Real ist es doch so: Je mehr Shell und Total an der Preisschraube drehen, desto mehr verdient auch der Finanzminister über die Mehrwertsteuer. Das Gleiche gilt im Übrigen auch für die Energiepreise und an der Supermarktkasse: Je teurer die Energien, je teurer die Lebensmittel, desto höher sind die Steuereinnahmen. Die Wahrheit ist: 50 Milliarden Euro mehr Steuereinnahmen in diesem Jahr. Da frage ich Sie: Was ist denn eigentlich mit der Übergewinnsteuer, die Sie ja „Zufallsgewinnsteuer“ nennen? Also, als Marktwirtschaftler überzeugt mich das nicht,

(Heiterkeit bei Abgeordneten der CDU/CSU und der AfD)

aber sei’s drum. Wann schöpfen Sie die Zufallsgewinne bei den Profiteuren der Krise denn ab? Auch hier gilt: Sie kommen zu spät. Jetzt wollen Sie die Zufallsgewinne nicht mehr rückwirkend ab März 2022, sondern erst ab November 2022 abschöpfen. Na Donnerwetter! Energiekonzern müsste man sein. Das wäre wunderbar.

(Beifall bei der LINKEN)

Meine Damen und Herren, wir befinden uns real an einem Kipppunkt. Sie müssen besser werden. Sie sind eine Zu-spät-Koalition. Warum haben Sie das Bürgergeld oder das Wohngeld nicht schon im Sommer auf den Weg gebracht, statt erst im November, um fünf vor zwölf? Das hat doch der Union erst die Möglichkeit gegeben.

Herr Scholz, Sie sagen, kein Kind müsse in Armut aufwachsen. Dazu muss ich jetzt wirklich mal sagen: Sie haben die Kindergrundsicherung verschoben. Nach einem Jahr Olaf Scholz ist die Armutsrate bei Kindern bei über 20 Prozent. Das ist ein Höchstwert. Da können Sie hier doch nicht sagen: Wir lassen kein Kind zurück. – So ähnlich ist es auch beim Bürgergeld. Ja, der Entwurf – da habe auch ich hier im Plenum einiges gelobt – ist eine Verbesserung. Aber das, was Sie jetzt als Kompromiss haben, ist ausgetragen auf dem Rücken der Betroffenen. Deswegen kritisieren wir auch in Deutlichkeit diesen Kompromiss, meine Damen und Herren.

(Beifall bei der LINKEN – Amira Mohamed Ali [DIE LINKE]: Genau! – Matthias W. Birkwald [DIE LINKE]: So ist es!)
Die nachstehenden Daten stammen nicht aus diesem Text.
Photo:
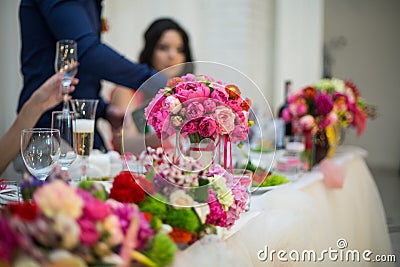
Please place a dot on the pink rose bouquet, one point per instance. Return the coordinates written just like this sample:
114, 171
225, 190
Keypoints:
199, 107
67, 226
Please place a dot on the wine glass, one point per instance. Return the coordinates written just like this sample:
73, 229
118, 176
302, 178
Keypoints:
40, 149
65, 122
85, 110
66, 61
Jetzt noch eine Bemerkung zur Schuldenbremse. Der Finanzminister hat jetzt seine Schuldenbremse bekommen. Die Schuldenbremse ist ja für die FDP wie der Schnuller für das Baby. Wenn man ihm den wegnimmt, dann ist das Geschrei riesengroß. Aber, meine Damen und Herren, die Neuverschuldung beträgt trotzdem 45,6 Milliarden Euro. Herr Finanzminister, diese Verschuldung ist wirklich eine blanke Lügengeschichte, und das wissen Sie. In jedem Betrieb wäre das Bilanzfälschung.

(Beifall bei der LINKEN)

Ein solches Vorgehen hat mit Haushaltsklarheit und Haushaltswahrheit aber auch wirklich gar nichts zu tun.
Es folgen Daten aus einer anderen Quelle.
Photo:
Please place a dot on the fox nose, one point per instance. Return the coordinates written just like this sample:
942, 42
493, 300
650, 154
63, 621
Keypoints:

Sie haben Schattenhaushalte in Größenordnungen errichtet, um die Schuldenbremse einhalten zu können, Sonderschulden für das Sondervermögen. Ich meine das Sondervermögen in Höhe von 100 Milliarden Euro für die Aufrüstung der Bundeswehr. Das ist kreditfinanziert, am Haushalt vorbei.

(Otto Fricke [FDP]: Das steht im Haushalt!)
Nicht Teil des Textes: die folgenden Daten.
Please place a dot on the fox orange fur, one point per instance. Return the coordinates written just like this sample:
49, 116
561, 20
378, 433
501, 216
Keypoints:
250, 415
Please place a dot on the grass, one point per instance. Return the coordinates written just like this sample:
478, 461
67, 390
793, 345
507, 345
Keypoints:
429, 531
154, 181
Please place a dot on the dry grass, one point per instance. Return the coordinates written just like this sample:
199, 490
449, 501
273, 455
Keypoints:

Das sind Schulden und nichts anderes. Auch der Wirtschaftsstabilisierungsfonds – 200 Milliarden Euro zur Senkung der Energiepreise –, der grundsätzlich richtig ist, ist nur kreditfinanziert.

(Otto Fricke [FDP]: Es steht im Haushalt!)

Meine Damen und Herren, das hat mit solider Haushaltspolitik nichts zu tun. Ihr Haushalt ist ein Verschiebebahnhof mit ungedeckten Schecks.

(Beifall bei der LINKEN)

Die Bürger ahnen im Übrigen, dass sie diese Schattenhaushalte bezahlen müssen. Ich will Ihnen sagen: Die Wirtschaftsweisen haben doch einen Gegenvorschlag gemacht. Angesichts der historischen Krise haben sie – und zwar völlig zu Recht – höhere Steuern für Topverdiener und Superreiche gefordert. Die Wirtschaftsweisen, das sind Ihre eigenen Sachverständigen, deren Sachverstand Sie ja offensichtlich anzweifeln, und das, obwohl wir in diesem Jahr mehr Millionäre im Land haben als je zuvor: 1,6 Millionen Vermögensmillionäre in Deutschland.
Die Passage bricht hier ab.